【Leetcode】719. Find K-th Smallest Pair Distance

Subject address:

https://leetcode.com/problems/find-k-th-smallest-pair-distance/

Given a length nnArray of$n$$A$ , given two unequal subscripts$i$ and$j$ , we can always calculate the number pair difference$|A[i]-A[j]|$ . Given a positive integer$k$ , askkkWhat is the difference of such a number with small$k$ ? The order of the subscripts is different, it is also regarded as the same number pair.

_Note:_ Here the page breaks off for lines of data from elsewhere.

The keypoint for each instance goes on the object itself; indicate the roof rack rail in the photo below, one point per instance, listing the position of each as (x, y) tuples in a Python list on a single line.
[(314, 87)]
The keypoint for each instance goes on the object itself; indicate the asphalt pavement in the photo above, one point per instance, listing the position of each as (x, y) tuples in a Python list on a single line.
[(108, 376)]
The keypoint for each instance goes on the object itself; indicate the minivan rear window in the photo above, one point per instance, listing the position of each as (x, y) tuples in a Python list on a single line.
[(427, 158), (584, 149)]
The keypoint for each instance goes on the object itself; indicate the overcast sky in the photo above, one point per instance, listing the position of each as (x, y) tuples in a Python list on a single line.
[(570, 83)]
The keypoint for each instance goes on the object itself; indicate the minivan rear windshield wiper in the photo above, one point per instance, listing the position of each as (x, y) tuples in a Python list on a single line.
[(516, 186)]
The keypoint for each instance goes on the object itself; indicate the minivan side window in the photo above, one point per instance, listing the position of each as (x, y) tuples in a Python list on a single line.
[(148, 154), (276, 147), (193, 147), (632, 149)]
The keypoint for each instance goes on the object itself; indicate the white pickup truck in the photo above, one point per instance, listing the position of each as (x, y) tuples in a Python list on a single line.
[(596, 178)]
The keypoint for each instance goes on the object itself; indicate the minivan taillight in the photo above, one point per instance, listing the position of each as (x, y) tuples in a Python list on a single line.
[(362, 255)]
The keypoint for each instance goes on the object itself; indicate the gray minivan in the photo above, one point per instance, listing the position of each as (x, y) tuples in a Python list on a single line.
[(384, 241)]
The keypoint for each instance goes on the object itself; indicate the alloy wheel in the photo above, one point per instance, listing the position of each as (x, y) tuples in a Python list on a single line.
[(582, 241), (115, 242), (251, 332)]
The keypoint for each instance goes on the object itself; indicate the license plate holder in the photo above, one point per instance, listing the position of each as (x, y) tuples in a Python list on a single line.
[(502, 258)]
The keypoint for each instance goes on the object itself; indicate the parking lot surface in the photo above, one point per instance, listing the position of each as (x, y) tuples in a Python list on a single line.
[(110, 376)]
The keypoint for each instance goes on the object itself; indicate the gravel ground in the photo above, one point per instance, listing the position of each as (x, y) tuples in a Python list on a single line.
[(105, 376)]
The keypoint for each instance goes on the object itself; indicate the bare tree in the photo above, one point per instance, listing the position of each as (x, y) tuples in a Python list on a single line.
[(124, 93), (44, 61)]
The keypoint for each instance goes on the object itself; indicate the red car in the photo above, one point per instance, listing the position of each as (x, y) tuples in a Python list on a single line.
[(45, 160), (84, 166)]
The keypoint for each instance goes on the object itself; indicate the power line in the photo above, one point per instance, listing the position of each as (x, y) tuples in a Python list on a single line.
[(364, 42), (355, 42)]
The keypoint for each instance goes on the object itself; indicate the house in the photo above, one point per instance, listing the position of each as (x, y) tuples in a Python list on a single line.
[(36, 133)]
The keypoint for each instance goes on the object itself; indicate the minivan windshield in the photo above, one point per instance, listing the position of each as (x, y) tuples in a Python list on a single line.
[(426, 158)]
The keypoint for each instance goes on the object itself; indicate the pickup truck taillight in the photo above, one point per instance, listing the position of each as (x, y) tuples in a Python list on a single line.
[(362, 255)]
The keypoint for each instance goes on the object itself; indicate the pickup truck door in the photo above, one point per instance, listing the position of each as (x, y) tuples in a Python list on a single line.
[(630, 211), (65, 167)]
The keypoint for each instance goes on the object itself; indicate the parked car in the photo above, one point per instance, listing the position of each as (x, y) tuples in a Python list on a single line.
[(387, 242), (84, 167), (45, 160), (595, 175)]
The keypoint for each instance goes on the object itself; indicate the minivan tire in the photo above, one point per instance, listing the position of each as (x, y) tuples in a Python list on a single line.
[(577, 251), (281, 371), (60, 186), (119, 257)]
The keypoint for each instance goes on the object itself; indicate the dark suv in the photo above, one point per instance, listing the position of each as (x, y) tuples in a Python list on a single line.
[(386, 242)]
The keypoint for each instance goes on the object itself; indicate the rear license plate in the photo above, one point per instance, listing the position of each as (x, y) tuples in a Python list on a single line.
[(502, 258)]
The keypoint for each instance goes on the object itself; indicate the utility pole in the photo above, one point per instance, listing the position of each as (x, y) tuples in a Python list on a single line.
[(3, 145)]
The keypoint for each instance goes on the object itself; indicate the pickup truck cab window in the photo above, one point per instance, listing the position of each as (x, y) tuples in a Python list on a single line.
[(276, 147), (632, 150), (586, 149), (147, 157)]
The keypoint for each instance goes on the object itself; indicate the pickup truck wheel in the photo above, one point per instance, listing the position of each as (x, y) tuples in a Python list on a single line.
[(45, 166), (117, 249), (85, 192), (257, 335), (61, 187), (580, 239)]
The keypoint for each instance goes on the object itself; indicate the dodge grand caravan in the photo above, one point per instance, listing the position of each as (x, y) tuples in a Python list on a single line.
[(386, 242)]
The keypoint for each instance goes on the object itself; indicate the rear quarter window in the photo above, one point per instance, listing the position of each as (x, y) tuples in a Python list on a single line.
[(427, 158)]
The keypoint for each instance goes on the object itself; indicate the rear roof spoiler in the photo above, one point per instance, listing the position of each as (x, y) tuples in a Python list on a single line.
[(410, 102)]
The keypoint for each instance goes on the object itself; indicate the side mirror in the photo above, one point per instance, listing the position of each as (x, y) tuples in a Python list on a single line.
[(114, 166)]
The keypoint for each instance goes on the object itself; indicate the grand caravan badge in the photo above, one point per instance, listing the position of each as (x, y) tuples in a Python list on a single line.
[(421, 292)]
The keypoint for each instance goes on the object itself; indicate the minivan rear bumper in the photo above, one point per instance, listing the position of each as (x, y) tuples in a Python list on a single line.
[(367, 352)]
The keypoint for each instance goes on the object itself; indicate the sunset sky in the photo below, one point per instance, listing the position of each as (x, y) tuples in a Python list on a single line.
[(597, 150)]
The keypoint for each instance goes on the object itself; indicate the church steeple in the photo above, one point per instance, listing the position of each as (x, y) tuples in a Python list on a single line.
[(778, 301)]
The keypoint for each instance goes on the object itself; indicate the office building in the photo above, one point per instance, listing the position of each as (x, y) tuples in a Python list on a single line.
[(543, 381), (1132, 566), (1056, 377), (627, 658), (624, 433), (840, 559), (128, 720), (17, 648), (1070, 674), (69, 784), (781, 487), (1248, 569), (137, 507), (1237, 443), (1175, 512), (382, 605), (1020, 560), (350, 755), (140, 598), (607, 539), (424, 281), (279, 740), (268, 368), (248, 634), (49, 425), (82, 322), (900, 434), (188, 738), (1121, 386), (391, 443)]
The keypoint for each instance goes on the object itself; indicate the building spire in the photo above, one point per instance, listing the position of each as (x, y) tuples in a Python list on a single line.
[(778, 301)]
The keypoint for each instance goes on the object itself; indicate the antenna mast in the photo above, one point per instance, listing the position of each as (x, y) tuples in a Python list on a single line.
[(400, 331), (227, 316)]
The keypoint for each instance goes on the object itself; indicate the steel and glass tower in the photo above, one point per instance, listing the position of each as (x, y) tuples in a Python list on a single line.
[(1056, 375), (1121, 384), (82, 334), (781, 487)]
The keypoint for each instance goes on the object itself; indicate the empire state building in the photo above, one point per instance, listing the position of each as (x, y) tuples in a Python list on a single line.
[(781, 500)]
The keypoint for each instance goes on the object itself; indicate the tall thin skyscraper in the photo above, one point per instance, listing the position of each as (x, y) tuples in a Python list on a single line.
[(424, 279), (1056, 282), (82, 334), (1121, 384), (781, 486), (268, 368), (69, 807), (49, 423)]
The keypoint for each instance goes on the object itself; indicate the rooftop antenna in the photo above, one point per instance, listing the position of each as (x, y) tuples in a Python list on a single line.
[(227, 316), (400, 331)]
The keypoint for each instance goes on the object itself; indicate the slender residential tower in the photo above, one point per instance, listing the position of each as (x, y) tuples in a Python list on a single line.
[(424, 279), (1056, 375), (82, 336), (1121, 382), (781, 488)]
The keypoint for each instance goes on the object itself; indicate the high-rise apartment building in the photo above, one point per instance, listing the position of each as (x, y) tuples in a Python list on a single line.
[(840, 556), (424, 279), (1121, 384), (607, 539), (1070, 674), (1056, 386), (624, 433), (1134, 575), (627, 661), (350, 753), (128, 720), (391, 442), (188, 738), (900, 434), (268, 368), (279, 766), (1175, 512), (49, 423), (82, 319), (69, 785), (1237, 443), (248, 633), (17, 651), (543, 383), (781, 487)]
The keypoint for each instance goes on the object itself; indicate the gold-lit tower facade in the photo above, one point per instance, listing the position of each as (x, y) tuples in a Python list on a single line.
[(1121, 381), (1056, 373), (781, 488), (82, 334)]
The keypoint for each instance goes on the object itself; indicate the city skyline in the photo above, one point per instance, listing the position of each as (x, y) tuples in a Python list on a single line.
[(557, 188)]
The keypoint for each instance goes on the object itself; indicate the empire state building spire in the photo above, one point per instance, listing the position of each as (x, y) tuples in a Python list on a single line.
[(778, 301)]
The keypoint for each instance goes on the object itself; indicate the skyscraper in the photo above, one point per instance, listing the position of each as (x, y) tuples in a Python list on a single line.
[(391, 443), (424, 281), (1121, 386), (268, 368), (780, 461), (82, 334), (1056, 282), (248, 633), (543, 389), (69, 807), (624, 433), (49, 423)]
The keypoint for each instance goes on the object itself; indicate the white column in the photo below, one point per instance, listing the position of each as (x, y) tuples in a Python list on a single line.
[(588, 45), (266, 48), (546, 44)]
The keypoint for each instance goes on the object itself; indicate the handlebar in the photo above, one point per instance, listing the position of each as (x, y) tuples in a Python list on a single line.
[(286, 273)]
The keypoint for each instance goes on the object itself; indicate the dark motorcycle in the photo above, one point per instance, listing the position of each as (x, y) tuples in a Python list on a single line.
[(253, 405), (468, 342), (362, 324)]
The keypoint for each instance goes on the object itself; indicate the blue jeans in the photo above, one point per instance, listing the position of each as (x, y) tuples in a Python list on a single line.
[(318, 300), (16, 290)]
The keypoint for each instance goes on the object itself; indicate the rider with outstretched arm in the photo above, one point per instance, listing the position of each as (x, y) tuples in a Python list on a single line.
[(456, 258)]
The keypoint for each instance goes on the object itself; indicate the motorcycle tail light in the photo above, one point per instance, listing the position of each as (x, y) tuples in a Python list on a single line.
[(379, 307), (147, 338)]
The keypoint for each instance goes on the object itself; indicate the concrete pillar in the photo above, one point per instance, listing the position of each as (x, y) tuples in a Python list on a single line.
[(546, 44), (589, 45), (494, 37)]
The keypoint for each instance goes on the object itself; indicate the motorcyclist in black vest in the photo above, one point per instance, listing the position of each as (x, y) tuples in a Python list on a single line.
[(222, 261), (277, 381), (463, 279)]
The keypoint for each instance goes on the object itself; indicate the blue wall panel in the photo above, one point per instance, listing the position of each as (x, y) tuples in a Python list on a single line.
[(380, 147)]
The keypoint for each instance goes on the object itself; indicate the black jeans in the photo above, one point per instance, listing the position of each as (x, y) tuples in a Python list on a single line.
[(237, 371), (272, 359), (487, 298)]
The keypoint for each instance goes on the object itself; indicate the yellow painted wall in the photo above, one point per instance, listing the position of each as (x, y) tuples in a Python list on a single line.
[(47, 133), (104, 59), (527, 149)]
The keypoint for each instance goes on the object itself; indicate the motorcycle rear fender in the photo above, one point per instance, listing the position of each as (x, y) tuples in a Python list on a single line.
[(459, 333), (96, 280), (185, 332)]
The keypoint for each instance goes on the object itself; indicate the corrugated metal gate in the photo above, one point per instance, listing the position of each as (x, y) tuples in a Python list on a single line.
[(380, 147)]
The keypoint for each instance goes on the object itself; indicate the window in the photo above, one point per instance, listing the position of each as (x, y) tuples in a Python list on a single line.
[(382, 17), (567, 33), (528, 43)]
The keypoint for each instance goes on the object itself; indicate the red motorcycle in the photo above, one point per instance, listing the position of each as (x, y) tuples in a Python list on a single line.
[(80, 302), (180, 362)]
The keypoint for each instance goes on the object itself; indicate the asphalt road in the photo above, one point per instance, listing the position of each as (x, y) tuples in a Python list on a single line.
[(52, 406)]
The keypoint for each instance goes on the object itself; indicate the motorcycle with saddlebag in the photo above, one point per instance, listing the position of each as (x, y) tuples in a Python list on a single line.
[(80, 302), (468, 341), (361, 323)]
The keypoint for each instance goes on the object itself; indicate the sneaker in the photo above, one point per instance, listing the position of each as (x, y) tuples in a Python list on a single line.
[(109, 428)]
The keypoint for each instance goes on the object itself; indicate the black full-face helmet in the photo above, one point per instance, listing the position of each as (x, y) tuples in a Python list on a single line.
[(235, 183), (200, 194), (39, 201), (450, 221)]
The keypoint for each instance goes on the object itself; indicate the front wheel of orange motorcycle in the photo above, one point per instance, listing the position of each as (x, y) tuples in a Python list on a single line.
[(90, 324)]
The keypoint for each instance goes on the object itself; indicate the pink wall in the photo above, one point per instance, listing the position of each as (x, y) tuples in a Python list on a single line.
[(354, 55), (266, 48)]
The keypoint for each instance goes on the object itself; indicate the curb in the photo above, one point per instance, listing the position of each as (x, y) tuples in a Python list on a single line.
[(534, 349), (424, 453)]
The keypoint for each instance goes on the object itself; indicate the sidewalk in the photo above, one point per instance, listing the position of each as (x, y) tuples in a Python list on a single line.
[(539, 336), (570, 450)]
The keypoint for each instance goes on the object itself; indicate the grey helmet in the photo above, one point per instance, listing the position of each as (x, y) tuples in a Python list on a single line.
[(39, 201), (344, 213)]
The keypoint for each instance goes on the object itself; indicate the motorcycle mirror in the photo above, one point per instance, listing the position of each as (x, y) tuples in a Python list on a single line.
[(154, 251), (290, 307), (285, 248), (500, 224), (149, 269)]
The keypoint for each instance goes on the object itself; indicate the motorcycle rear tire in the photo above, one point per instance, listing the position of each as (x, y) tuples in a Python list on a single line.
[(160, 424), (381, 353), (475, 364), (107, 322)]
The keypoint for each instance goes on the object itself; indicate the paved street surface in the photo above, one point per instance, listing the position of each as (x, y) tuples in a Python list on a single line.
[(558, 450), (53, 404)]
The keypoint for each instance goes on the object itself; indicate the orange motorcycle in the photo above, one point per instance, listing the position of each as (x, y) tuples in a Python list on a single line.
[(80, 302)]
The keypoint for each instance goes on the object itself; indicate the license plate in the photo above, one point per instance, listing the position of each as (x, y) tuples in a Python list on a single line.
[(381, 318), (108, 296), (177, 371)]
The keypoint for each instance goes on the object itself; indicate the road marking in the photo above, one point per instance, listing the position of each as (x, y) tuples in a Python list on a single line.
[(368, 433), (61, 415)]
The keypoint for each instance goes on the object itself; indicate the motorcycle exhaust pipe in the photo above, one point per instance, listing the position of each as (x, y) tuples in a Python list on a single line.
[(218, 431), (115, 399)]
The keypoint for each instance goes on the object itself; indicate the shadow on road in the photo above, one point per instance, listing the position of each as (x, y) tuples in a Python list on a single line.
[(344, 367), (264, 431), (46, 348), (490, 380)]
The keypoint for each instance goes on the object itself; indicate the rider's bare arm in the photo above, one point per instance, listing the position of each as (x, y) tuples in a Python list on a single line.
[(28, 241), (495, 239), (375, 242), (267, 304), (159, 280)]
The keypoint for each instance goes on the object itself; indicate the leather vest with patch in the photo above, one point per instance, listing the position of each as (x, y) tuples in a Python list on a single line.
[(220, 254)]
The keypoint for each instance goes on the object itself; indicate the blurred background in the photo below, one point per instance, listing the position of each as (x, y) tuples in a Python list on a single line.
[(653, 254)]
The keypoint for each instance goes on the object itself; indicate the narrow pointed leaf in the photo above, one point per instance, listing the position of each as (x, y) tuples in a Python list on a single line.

The idea is a dichotomous answer. If AAThe maximum value of$A$ is$M$ , the minimum value is$m$ , the biggest difference is obviously$M-m$ , the minimum difference is$0$ . We can divide the answer into two divisions, each time a number$x$ , just look at how many pairs of numbers are less than or equal to it, if it is greater than or equal to$k$ , then the final answer is not greater than$x$ , then shrink the right margin to$x$ ; otherwise, the final answer is greater than$x$ , then shrink the left margin to$x+1$ . Calculation ratioxxThe number of$x$ less than or equal to the number of differences can be done with sort + double pointer. After sorting the array, open two pointers$i$ and$j$ keep$i>j$ (because the number pair cannot be repeated), if the number pair difference is greater than$x$ , then move the left pointer to the right until the logarithmic difference is less than or equal to or$j=i$ until$i$ , and then accumulate$i-j$ (here$i-j$ Ze以$A\left[i\right]$ is the larger value and the logarithmic difference is less than or equal toxxThe number of pairs of$x$ ). Note that there is no need to roll back the left pointer. The reason is that rollback will only result in a larger number-to-pair difference and no answer. code show as below:

import java.util.Arrays;

public class Solution {
    
    
    public int smallestDistancePair(int[] nums, int k) {
    
    
        if (nums == null || nums.length == 0) {
    
    
            return 0;
        }
        
        Arrays.sort(nums);
        
        int l = 0, r = nums[nums.length - 1] - nums[0];
        while (l < r) {
    
    
            int m = l + (r - l >> 1);
            // 计算一下小于等于m的数对差的个数
            int count = 0;
            for (int i = 0, j = 0; i < nums.length; i++) {
    
    
                while (j < i && nums[i] - nums[j] > m) {
    
    
                    j++;
                }
                
                count += i - j;
            }
            
            // 如果小于等于m的数对差的个数大于等于k，则收缩右边界，否则收缩左边界
            if (count >= k) {
    
    
                r = m;
            } else {
    
    
                l = m + 1;
            }
        }
        
        return l;
    }
}

Time complexity $O(n(\log (M-m)+n))$，$M$ is the maximum value of the array,$m$ is the minimum value of the array, space$O\left(1\right)$。